HIVE-29544: Fix Vectorized Parquet reading Struct columns with all fields null by ayushtkn · Pull Request #6408 · apache/hive

ayushtkn · 2026-04-04T11:27:28Z

Fix Vectorized Parquet reading Struct columns with all fields null

What changes were proposed in this pull request?

During Vectorized Parquet reads, the struct column shouldn't be read as null in case the fields are null, only if the struct field itself is null, the column should be read as null

Why are the changes needed?

To sync behaviour b/w vectorized & non vectorized reads

Does this PR introduce any user-facing change?

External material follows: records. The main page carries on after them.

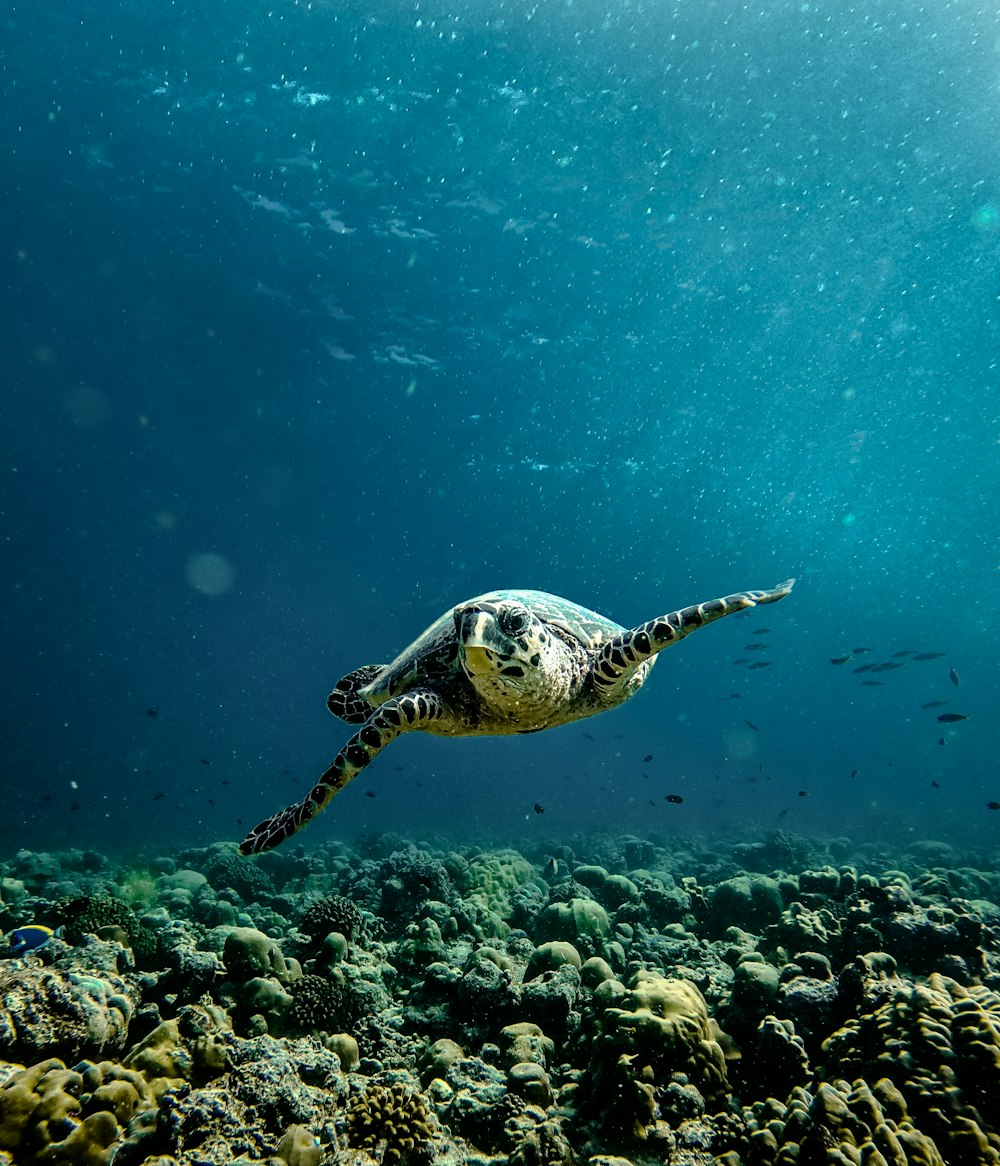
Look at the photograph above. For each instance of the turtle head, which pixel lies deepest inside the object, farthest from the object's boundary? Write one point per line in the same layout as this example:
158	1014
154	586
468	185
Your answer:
500	644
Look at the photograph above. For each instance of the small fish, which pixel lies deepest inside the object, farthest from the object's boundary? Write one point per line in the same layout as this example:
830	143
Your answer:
32	938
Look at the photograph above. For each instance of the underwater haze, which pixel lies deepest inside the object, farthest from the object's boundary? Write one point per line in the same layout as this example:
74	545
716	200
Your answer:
319	318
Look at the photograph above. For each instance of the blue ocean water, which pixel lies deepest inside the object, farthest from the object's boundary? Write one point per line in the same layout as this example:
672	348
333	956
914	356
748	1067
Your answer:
322	317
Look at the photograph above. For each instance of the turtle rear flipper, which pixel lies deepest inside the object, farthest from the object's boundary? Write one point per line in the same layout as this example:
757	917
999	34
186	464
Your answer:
344	701
621	659
400	714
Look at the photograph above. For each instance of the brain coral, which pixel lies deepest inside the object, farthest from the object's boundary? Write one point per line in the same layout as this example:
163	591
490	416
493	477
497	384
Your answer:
46	1012
939	1044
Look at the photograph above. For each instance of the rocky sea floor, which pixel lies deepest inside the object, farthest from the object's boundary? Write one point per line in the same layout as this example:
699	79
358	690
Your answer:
606	1002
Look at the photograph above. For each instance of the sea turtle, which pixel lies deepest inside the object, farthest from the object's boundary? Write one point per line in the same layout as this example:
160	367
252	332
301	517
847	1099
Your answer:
508	661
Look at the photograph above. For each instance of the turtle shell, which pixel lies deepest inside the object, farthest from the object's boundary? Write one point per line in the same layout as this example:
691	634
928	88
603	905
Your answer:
435	652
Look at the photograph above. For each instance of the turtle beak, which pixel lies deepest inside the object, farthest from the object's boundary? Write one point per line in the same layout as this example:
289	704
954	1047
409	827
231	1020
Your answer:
477	655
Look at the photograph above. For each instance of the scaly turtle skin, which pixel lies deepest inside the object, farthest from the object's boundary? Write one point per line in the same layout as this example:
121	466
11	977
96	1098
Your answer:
508	661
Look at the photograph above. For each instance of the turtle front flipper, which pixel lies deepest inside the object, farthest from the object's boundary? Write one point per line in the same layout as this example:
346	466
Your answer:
344	701
620	659
400	714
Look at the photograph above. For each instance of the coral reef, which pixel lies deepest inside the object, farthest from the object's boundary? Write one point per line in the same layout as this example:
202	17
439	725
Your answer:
784	1002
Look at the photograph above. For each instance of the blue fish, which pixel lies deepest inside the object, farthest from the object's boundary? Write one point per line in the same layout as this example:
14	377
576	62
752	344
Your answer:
32	938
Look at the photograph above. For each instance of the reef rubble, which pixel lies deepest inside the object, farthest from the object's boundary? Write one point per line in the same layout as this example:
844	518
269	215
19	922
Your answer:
605	1001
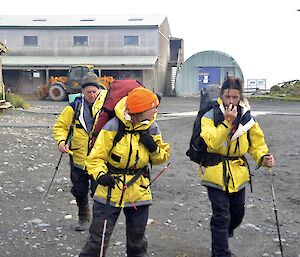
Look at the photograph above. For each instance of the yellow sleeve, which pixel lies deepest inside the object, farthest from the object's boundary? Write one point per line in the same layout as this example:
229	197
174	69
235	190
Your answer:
162	152
62	125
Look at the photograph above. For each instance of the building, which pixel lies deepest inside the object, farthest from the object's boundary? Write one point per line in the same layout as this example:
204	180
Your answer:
136	47
204	68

Yes, Vectorized reads with Struct columns with all values null doesn't read as null column

How was this patch tested?

UT

…elds null

abstractdog

@ayushtkn: this is a very valuable and important correctness patch so far, left some comments

I also ran the qtest without the patch, and I can confirm the patch worked

I tried to pick up the definition level concept (again), and more or less, I understand this patch
I'm inclined to accept it if you cover the rest of the use-cases I mentioned

abstractdog · 2026-04-08T09:21:44Z

ql/src/test/org/apache/hadoop/hive/ql/io/parquet/VectorizedColumnReaderTestBase.java

-      if (i % 3 != 0) {
-        some_null_g.append("g", doubleVal);
+      if (i % 6 != 0) {
+        Group some_null_g = group.addGroup("struct_field_some_null");


as you're already touching this part, please fix some_null_g variable naming

Ouch. I missed it, let me fix it in next iter to struct_field_with_null

abstractdog · 2026-04-08T09:22:13Z

ql/src/test/queries/clientpositive/parquet_struct_with_null_vectorization.q

+-- Test D: Verify field-level null evaluation inside a valid struct
+SELECT id FROM test_parquet_struct_nulls WHERE st_prim IS NOT NULL AND st_prim.x IS NULL;
+
+-- Validate withou vectorization


nit: without

abstractdog · 2026-04-08T09:22:53Z

ql/src/test/queries/clientpositive/parquet_struct_with_null_vectorization.q

+
+-- Validate withou vectorization
+SET hive.vectorized.execution.enabled=true;
+SET hive.vectorized.execution.reduce.enabled=false;


isn't this simpler and closer to the fact "without vectorization"

SET hive.vectorized.execution.enabled=false;

abstractdog · 2026-04-08T09:51:27Z

ql/src/java/org/apache/hadoop/hive/ql/io/parquet/vector/VectorizedParquetRecordReader.java

is the same problem applies to another complex types? better to have more test cases and maybe even rename the qfile to parquet_complex_..., maybe parquet_complex_types_null_vectorization.q to clearly distinguish from the already existing parquet_complex_types_vectorization.q

e.g.:
LIST:

NULL vs. [null, null] or [1, null]

or MAP ("same" as struct but not fixed schema)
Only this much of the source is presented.